La storia la racconta Ravinala Bottega del Mondo nella sua pagina facebook: "Uno entra in un supermercato a Tananarivo (Madagascar) e trova uno zucchero di canna Bio ed equo...e pensa che bello... Poi lo gira e si chiede ... ma perché viene dal Paraguay visto che il Madagascar è un grosso produttore di canna da zucchero????? Guarda l'altro lato e legge... prodotto in Paraguay , lavorato in Tunisia, importato in Belgio, approdato in Madagascar... e l'ambiente? e perché non utilizzare zucchero locale? Ma siamo sicuri che fosse questo il commercio equo che abbiamo sognato?"

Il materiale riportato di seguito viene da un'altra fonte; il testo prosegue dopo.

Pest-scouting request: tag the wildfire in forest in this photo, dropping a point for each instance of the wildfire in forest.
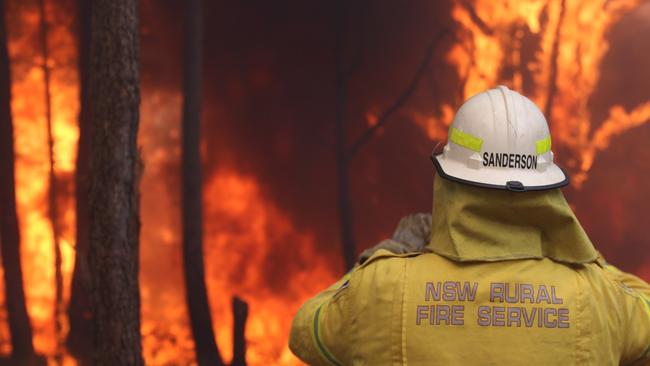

Certo che no, non è questo. Sa coltiviamo il desiderio di un’altra economia è perché abbiamo preso in considerazione tutti e tre gli aspetti di uno sviluppo sostenibile: l’impatto ambientale, quello economico e quello sociale. Ora, con un giro d'affari mondiale da 6 miliardi di $ e con una crescita annua del 27% in barba alla crisi, il commercio equo 'tiene' e risulta anzi in escalation. Ma questo non ci deve far dimenticare che siamo corresponsabili di un cammino che non ci permette fraintendimenti. Solidarietà e responsabilità, efficienza ed etica non ci permettono  alcuna scorciatoia o illusione. Così pure l’ossessione della competizione universale che ha contagiato ad esempio Fairtrade Usa, la quale per agevolare l'ingresso delle multinazionali nel mercato ha introdotto criteri di selezione più blandi ed  abbassato al 10% la soglia degli ingredienti necessari per etichettare i prodotti come equi, non ci appartiene. Poiché - come suggerisce Roberto Mancini in Idee Eretiche - il nostro obiettivo non è “stare sul mercato” quanto quello assai più ambizioso – di “insegnare al mercato a stare al mondo”. Un’ambizione che ci vuole più attenti e rigorosi.